The Neighborhood Tutoring Program offers “one-on-one, back-to-basic education for students that want it,” Shollenberger said. In February, Haycock began teaching her student first-grade math.

FLOC offers different programs to elementary, middle school and high school students. The elementary school tutoring is a highly structured curriculum that aims to provide at-risk youth with basic academic skills, according to FLOC’s Web site.

The high school program aims to help older students access and prepare for secondary education, according to Shollenberger. FLOC also operates a summer camp in Harpers Ferry, W. Va., that teaches leadership skills.

Kurtz tutors a high school sophomore at FLOC’s headquarters in Columbia Heights. FLOC offers two tracks: reading and math. Kurtz’s student comes for math help. Although the student is in higher-level high school math classes, she needed help with subtraction and multiplication.

“If they don’t get good instruction in the beginning, they fall behind in higher level classes,” Kurtz said.

Kurtz began volunteering for FLOC in the fall and hopes to continue next year, if her schedule allows. The organization tries to keep tutors with their students as they move up through the school system.

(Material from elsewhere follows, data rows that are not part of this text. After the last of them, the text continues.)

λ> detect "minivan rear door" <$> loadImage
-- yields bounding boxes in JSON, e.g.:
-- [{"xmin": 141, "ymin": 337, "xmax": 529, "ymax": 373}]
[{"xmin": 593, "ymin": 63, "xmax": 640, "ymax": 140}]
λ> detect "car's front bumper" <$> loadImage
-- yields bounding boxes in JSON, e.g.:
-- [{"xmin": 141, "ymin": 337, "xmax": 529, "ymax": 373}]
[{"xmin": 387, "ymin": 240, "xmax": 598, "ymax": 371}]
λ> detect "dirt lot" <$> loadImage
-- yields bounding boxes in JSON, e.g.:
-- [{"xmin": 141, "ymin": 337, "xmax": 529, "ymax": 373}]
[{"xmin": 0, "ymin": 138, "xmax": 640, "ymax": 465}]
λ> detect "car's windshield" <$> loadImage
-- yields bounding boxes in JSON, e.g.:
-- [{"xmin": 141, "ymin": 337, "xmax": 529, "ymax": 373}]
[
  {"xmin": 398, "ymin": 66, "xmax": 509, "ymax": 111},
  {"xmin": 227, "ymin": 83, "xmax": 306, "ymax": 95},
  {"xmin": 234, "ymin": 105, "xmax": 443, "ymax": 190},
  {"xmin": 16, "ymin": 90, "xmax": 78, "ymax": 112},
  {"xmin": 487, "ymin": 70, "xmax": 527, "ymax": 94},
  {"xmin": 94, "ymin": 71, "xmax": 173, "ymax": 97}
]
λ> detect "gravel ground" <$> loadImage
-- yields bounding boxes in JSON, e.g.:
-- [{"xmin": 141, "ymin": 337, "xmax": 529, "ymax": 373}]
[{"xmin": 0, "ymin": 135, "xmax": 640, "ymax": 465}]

Kim Smithman, a senior in CAS, volunteers during FLOC’s Homework Help Time, which provides students with a “safe and productive place to spend time before their tutors arrive,” according to the FLOC Web site.

She joined FLOC last October to fulfill an internship requirement.

“I would like to continue [volunteering] as long as I can,” she said. “There are countless ways that FLOC contributes to the D.C. community, and it is a great experience.”